When Colorado residents make the decision of whether or not to take on additional debt, a main consideration in the decision is how much assets they have at the time. Individuals who have more assets may feel comfortable, and more able, to take on an additional loan or debt payment. Of course, when the person's assets become outweighed by the debt, the individual may need to consider different options for debt relief, including filing for bankruptcy.
In bankruptcy, particularly Chapter 7 bankruptcy, an individual's assets are a key part of the case, as the assets are sold and the profits are used to pay off the debt that is held by creditors. While individuals may think of common assets, like what is in their bank account, the trustee appointed in the case may also be able to sell off more unique assets if they do not qualify for a particular exemption.For example, Warren Sapp, a former NFL defensive lineman and recent inductee into the Hall of Fame, filed for Chapter 7 bankruptcy in 2012. Some of his property has been sold off to pay part of the $6.7 million in debt he reported on his personal bankruptcy petition. Among these assets were Sapp's collection of approximately 213 pairs of shoes, which were recently sold at a bankruptcy auction for $6,390, or about $30 per pair of shoes. Many of the shoes were unused and still in boxes.

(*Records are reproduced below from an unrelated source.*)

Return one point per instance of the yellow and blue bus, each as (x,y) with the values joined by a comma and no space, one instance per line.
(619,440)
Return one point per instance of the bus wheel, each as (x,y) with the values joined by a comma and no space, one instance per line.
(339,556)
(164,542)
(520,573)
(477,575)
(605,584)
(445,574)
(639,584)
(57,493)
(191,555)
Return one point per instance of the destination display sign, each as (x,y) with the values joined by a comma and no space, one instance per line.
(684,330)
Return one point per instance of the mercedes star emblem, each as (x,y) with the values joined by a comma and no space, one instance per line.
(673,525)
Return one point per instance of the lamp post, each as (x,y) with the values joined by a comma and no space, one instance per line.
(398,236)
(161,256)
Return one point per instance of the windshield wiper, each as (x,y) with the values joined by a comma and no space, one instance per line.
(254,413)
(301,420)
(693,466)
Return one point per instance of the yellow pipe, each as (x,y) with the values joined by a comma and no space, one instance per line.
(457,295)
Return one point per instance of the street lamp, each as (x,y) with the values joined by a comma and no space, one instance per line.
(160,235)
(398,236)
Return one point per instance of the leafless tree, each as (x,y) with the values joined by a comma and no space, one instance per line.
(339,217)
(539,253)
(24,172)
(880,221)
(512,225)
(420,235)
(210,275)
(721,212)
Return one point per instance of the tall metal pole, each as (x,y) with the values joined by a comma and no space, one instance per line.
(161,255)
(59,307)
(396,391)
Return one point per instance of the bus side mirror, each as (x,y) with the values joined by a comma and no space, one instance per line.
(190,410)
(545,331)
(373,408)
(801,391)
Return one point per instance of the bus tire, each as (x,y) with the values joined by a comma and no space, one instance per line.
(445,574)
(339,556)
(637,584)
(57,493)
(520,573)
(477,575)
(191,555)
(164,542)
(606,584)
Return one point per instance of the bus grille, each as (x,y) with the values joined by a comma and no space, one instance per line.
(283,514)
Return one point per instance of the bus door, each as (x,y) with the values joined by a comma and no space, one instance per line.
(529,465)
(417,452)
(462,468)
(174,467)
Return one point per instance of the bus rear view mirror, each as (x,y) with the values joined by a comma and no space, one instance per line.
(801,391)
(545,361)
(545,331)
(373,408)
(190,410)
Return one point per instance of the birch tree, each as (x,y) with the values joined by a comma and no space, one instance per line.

While the shoes may seem like an odd asset to sell in a bankruptcy case, a bankruptcy filing leads to the creation of an estate, which consists of all legal or equitable interests the debtor has in property when the case is commenced. Accordingly, individuals thinking of filing for bankruptcy may need more information in order to determine what property they may have that may be at issue in the bankruptcy case, and whether any exemptions may be available on that property.